Hickey: Yes, there are plans, and some implementation work, to support fork-join–based parallel map/reduce/filter etc. on the existing data structures.
Fogus: Are high-level languages harder to optimize?
Hickey: I have no idea. What I do know is that, as we get to more virtualization, adaptive runtimes, dynamic compilation, etc., it is becoming more difficult to obtain a deterministic performance model for all languages on such runtimes. This is presumably a trade-off to get better performance than we could obtain through manual optimization.
Fogus: You’ve cited the philosophy of Alfred North Whitehead—in particular his works Process and Reality and Science and the Modern World—in explaining Clojure’s notion of state, time, and identity. What can we, as programmers, learn from Whitehead specifically and philosophy in general? Is there a place for philosophy in the education of software developers?
Hickey: I am not a proponent of the philosophy or metaphysics of Whitehead, and could hardly claim to understand it all. I was putting together a keynote for the JVM language summit and striving to find language-independent core ideas in the Clojure work. I was reminded of some Whitehead I had studied in college, so opened up a few of his books. Sure enough, he was all over some of the themes of my talk—time, process, immutability, etc. He is quite quotable, so I made him the ‘hero’ of the talk.
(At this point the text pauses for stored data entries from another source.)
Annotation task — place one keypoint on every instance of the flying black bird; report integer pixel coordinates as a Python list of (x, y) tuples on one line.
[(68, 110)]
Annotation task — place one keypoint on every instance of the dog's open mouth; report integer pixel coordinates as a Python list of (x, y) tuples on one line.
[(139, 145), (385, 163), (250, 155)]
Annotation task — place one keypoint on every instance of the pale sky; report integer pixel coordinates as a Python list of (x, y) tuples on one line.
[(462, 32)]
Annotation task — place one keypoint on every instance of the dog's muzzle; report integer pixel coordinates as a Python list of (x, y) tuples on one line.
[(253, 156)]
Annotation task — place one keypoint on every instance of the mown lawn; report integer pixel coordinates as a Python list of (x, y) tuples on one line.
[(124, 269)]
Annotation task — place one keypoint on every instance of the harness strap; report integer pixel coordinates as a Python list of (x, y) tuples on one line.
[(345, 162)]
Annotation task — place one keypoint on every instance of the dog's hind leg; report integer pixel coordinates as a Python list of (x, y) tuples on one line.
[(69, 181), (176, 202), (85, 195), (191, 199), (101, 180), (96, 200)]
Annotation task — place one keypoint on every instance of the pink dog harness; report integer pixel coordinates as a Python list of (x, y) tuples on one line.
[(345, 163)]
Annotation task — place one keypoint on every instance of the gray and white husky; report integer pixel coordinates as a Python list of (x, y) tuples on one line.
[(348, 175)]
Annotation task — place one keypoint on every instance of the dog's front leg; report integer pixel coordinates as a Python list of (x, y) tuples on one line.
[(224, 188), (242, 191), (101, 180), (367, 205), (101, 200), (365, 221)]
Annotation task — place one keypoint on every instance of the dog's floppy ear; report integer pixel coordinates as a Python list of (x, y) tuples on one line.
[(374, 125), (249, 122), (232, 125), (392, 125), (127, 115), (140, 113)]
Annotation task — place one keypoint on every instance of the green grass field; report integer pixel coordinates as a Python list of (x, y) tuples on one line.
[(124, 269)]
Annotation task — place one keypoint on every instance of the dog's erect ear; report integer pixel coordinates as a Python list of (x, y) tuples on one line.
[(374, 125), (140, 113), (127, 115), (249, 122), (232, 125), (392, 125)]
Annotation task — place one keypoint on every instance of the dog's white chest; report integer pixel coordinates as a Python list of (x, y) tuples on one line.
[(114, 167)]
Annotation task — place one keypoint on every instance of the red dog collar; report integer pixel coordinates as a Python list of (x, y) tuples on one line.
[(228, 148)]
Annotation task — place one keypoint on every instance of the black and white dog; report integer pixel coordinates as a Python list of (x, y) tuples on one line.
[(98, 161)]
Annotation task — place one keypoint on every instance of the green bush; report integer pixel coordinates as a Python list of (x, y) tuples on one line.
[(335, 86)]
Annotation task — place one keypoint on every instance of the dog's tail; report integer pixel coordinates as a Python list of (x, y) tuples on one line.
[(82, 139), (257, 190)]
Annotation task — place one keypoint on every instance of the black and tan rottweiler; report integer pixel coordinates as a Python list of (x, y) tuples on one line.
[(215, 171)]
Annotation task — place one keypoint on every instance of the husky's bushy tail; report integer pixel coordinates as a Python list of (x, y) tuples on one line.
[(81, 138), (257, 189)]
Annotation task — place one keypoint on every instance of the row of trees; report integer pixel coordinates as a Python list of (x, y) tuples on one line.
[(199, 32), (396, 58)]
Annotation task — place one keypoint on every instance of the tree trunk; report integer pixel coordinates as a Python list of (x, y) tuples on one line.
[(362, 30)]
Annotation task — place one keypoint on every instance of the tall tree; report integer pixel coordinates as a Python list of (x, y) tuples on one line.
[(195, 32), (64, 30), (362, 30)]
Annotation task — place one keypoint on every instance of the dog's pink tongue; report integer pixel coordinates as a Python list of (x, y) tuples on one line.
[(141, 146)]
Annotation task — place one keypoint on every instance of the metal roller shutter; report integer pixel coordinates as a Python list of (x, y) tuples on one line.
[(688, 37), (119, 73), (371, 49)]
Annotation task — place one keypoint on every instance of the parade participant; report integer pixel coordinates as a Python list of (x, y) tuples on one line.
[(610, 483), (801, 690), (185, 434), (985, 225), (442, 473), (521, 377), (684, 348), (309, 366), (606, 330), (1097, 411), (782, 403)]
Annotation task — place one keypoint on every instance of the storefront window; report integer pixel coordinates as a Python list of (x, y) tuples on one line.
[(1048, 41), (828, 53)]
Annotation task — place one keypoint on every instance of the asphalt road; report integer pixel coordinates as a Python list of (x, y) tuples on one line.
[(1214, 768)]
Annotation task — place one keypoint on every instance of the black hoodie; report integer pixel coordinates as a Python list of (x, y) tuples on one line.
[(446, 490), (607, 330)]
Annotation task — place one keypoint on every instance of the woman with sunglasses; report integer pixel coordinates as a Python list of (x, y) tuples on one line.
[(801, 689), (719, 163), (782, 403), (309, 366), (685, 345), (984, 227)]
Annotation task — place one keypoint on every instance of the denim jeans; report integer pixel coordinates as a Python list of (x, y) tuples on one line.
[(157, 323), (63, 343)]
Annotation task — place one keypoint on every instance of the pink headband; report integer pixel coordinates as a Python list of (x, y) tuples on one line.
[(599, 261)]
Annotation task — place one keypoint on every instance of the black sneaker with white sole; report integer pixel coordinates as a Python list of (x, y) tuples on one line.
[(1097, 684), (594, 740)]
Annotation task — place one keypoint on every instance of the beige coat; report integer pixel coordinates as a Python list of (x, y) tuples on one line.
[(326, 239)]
But Whitehead was not an inspiration for Clojure—any connections were a serendipitous discovery after the fact. That said, the number of connections was startling.
To the extent we create simplified models of the world, like object systems, as programming constructs, yes, I guess any broader understanding of the world could benefit programmers.
1 Hickey has dubbed his previously mentioned tendency to spend more time thinking about problems than typing in code “Hammock-Driven Development”.